I have lived in Jakarta for quite a while now. I guess I was always naive and thought that Indonesia would be like Singapore; blossoming into a Western liberal democracy. But the pixels are starting to come together and form a totally different picture.

It really looks like they have no intention of becoming one, and what’s more; they never had any intention in the first place. The real plan is to be a nation like Japan or Korea: slightly xenophobic, closed and nationalistic. This war on alcohol is just another piece in the puzzle.

However, the only problem is that Indonesians are not Japanese. They are not ready to explode off their islands and take over the world. They are very good people, but not the world-shakers that the Japanese are. And so they need foreign investment and human capital to advance. So they open the door a crack to let in some foreign investment, experts and so on, but as soon as things seem to be going well, they immediately slam the door shut by changing the rules of the game, moving the goalposts, etc.

I really don’t know what will become of Indonesia. It could be a superpower, another China or Japan, but I don’t see that happening. They are not following the Singapore free market path and they don’t have the means to contend with the major players on their own terms.

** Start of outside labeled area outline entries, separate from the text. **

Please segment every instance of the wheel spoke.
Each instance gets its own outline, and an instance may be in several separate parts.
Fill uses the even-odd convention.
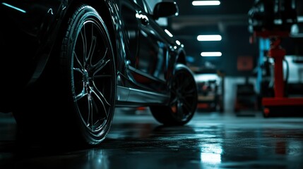
[[[83,66],[85,67],[86,65],[86,56],[87,56],[87,51],[88,51],[88,43],[86,39],[86,34],[85,34],[85,25],[83,26],[83,29],[81,30],[80,32],[80,35],[82,39],[82,49],[83,49]],[[81,64],[82,65],[82,64]]]
[[[86,125],[89,127],[90,125],[93,129],[93,98],[92,94],[90,92],[88,94],[88,121]]]
[[[78,70],[79,72],[81,72],[81,73],[83,73],[83,72],[82,72],[82,70],[83,70],[83,64],[81,63],[81,62],[80,61],[80,60],[79,60],[79,58],[78,58],[78,55],[77,55],[77,54],[76,53],[76,51],[73,51],[73,56],[75,56],[75,58],[76,58],[76,60],[77,61],[77,65],[80,67],[80,70]],[[76,66],[75,66],[75,65],[73,65],[73,67],[76,67]],[[73,68],[74,70],[75,70],[75,68]]]
[[[179,119],[183,119],[184,117],[183,103],[179,100],[177,104],[177,116],[179,117]]]
[[[87,58],[87,61],[90,61],[90,63],[92,63],[92,58],[93,58],[93,54],[94,54],[95,51],[95,49],[96,46],[96,42],[97,42],[97,38],[96,37],[95,37],[94,35],[94,29],[93,29],[93,26],[92,25],[92,30],[91,30],[91,42],[90,42],[90,50],[88,52],[88,58]]]
[[[107,53],[107,49],[105,51],[105,56],[106,56],[106,54]],[[93,73],[93,75],[95,75],[97,73],[98,73],[100,70],[101,70],[105,65],[107,65],[109,63],[110,63],[110,59],[100,59],[98,63],[97,63],[95,65],[92,65],[91,71]]]
[[[94,84],[95,86],[95,84]],[[91,87],[90,88],[92,90],[93,94],[94,94],[97,99],[99,100],[100,103],[101,103],[102,107],[103,107],[103,110],[104,110],[104,113],[105,115],[106,115],[106,117],[108,117],[108,113],[106,108],[106,106],[111,106],[110,104],[107,101],[107,99],[105,99],[105,97],[104,96],[104,95],[102,94],[102,92],[100,92],[97,87]]]

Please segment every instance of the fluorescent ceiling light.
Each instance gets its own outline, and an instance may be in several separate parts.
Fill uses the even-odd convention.
[[[178,44],[178,45],[180,45],[181,42],[179,41],[178,41],[178,40],[176,40],[176,44]]]
[[[168,30],[165,29],[164,31],[165,31],[165,32],[168,35],[168,36],[170,36],[171,37],[173,37],[172,34],[170,31],[168,31]]]
[[[13,8],[13,9],[16,9],[16,10],[17,10],[17,11],[20,11],[20,12],[22,12],[22,13],[26,13],[26,11],[24,11],[24,10],[23,10],[23,9],[20,9],[20,8],[17,8],[17,7],[16,7],[16,6],[12,6],[12,5],[10,5],[10,4],[6,4],[6,3],[2,3],[2,5],[5,5],[5,6],[8,6],[8,7],[10,7],[10,8]]]
[[[198,41],[220,41],[222,39],[221,35],[198,35],[197,37]]]
[[[212,51],[212,52],[202,52],[201,56],[221,56],[222,53],[219,51]]]
[[[194,1],[193,6],[218,6],[220,5],[220,1]]]

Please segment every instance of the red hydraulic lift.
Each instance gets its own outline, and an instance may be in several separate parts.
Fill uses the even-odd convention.
[[[280,45],[282,37],[287,37],[290,32],[287,31],[260,31],[254,32],[254,36],[271,38],[271,48],[268,57],[274,60],[274,96],[262,98],[263,115],[268,117],[275,113],[287,114],[287,112],[297,111],[303,113],[303,98],[287,97],[284,93],[283,60],[285,50]],[[281,112],[283,111],[283,112]]]

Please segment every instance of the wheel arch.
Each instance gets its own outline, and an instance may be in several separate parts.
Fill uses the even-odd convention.
[[[65,28],[66,24],[65,23],[68,22],[69,17],[73,13],[74,10],[81,4],[87,4],[91,6],[94,8],[98,13],[100,15],[103,21],[105,23],[106,26],[107,27],[108,32],[109,33],[110,39],[113,43],[112,48],[114,54],[114,59],[117,60],[117,40],[116,40],[116,33],[114,31],[114,25],[113,23],[113,20],[112,20],[111,13],[109,9],[109,4],[106,3],[106,1],[94,1],[94,0],[73,0],[69,2],[68,4],[66,4],[66,8],[64,10],[62,10],[61,13],[59,14],[59,15],[57,17],[59,20],[56,22],[56,24],[59,24],[59,26],[57,29],[54,28],[54,32],[52,34],[49,35],[48,38],[51,38],[52,36],[55,36],[55,37],[52,38],[52,42],[49,42],[49,44],[46,45],[49,47],[42,50],[39,58],[37,60],[37,68],[33,73],[33,75],[29,80],[28,85],[31,85],[35,83],[37,80],[41,76],[42,73],[44,71],[48,64],[52,64],[52,61],[54,61],[54,56],[57,55],[56,52],[59,51],[58,49],[58,44],[60,44],[61,42],[62,30]],[[64,5],[62,5],[62,8],[64,8]],[[50,59],[51,58],[51,59]],[[58,58],[55,58],[54,60],[58,59]]]

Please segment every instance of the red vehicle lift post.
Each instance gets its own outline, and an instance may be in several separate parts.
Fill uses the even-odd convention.
[[[289,37],[289,34],[290,32],[286,31],[254,32],[254,35],[256,37],[271,38],[271,48],[268,55],[274,60],[274,96],[262,98],[263,115],[265,117],[268,117],[270,114],[275,113],[287,113],[287,112],[278,111],[285,111],[287,108],[295,108],[300,110],[299,111],[303,110],[303,98],[287,97],[284,93],[285,87],[283,62],[286,52],[280,44],[281,37]],[[303,111],[302,113],[303,113]]]

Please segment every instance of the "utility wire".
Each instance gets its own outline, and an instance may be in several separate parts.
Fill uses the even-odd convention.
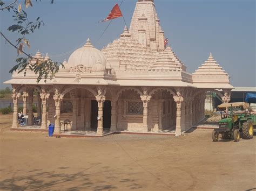
[[[123,3],[124,2],[124,0],[122,0],[122,1],[121,2],[121,3],[120,3],[120,5],[119,5],[119,7],[121,7]],[[123,17],[123,19],[124,19],[124,23],[125,23],[125,25],[127,26],[127,24],[126,24],[126,23],[125,22],[125,20],[124,19],[124,17]],[[105,29],[105,30],[104,30],[103,32],[102,33],[102,34],[100,35],[100,36],[99,37],[99,38],[98,39],[98,40],[97,40],[97,41],[96,41],[95,44],[97,43],[99,40],[101,39],[101,38],[102,38],[102,37],[103,36],[103,35],[104,34],[105,32],[106,31],[106,30],[107,30],[107,29],[109,28],[109,26],[110,25],[110,24],[111,24],[112,22],[113,21],[113,20],[110,20],[110,22],[109,22],[109,24],[107,25],[107,26],[106,27],[106,28]],[[86,40],[87,41],[87,40]],[[84,45],[86,43],[86,41],[85,41],[84,42],[83,42],[82,44],[81,44],[80,45],[79,45],[78,46],[78,48],[79,47],[80,47]],[[75,50],[76,50],[77,48],[73,48],[72,49],[69,51],[68,51],[68,52],[64,52],[64,53],[60,53],[60,54],[48,54],[48,55],[50,56],[54,56],[54,57],[60,57],[60,56],[64,56],[65,55],[66,55],[69,53],[70,53],[71,52],[73,52],[73,51],[75,51]],[[46,55],[46,53],[42,53],[42,54],[43,55]]]

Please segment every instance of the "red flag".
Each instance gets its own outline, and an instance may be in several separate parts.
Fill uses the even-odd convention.
[[[166,46],[168,44],[168,38],[164,40],[164,45]]]
[[[109,16],[107,18],[106,18],[102,22],[107,21],[109,20],[112,20],[118,17],[123,17],[123,15],[122,13],[121,10],[120,10],[119,6],[117,4],[116,4],[113,9],[112,9],[111,11],[109,13]]]

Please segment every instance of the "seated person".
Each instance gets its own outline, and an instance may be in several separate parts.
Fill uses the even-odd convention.
[[[22,117],[23,117],[24,115],[22,113],[22,111],[19,111],[19,112],[18,113],[18,121],[21,122],[22,119]]]

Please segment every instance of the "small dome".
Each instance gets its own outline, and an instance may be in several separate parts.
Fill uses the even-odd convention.
[[[82,65],[90,68],[95,65],[100,65],[101,68],[104,69],[106,60],[103,54],[95,48],[91,44],[90,39],[87,39],[87,43],[83,47],[77,49],[71,54],[68,63],[70,67]]]

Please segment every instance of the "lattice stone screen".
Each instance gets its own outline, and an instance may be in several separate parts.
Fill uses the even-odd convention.
[[[60,112],[67,113],[73,111],[73,102],[72,100],[63,100],[62,102]]]
[[[126,114],[143,115],[143,103],[142,101],[127,102]]]

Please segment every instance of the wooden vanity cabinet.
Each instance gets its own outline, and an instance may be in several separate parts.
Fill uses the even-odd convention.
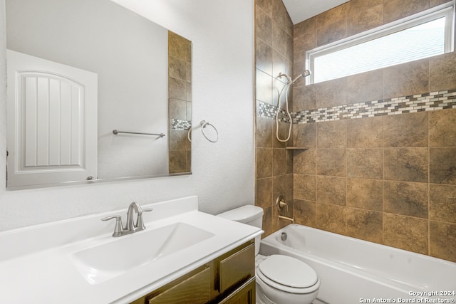
[[[254,304],[254,240],[131,303],[172,303]]]

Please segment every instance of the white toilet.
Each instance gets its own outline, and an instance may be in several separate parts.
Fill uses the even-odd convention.
[[[246,205],[218,214],[224,219],[261,228],[263,209]],[[260,236],[255,239],[256,304],[311,304],[316,298],[320,279],[315,271],[297,258],[259,253]]]

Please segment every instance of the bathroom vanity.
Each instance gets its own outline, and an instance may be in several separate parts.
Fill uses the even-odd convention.
[[[0,233],[0,303],[254,303],[260,229],[197,210],[197,197],[141,204],[146,229],[113,237],[113,212]],[[190,298],[188,301],[187,298]]]
[[[255,303],[255,244],[252,241],[131,304]]]

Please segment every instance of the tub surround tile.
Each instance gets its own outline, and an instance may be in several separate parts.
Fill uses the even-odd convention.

I think Indonesia will continue to muddle forward, but it is a shame given the incredible potential this country has.

Some think this runaway growth will continue year after year, but now we are seeing that it was only attributable to the “low base effect”, and things are going to slow down from now on. The banking system lacks the strong base to propel the economy forward.

The legal system does not allow for honoring business agreements; the insurance industry is not set up to provide protection to the people or fund sustainable growth; the education system needs a major overhaul, but the elite here refuse to “Westernize” it.

All in all, I see a slow slide downwards until the above problems are fixed. I really hope I’m wrong, but I don’t think we have to guess about such things; the case studies are all around us if we look at economic policy and results around the world.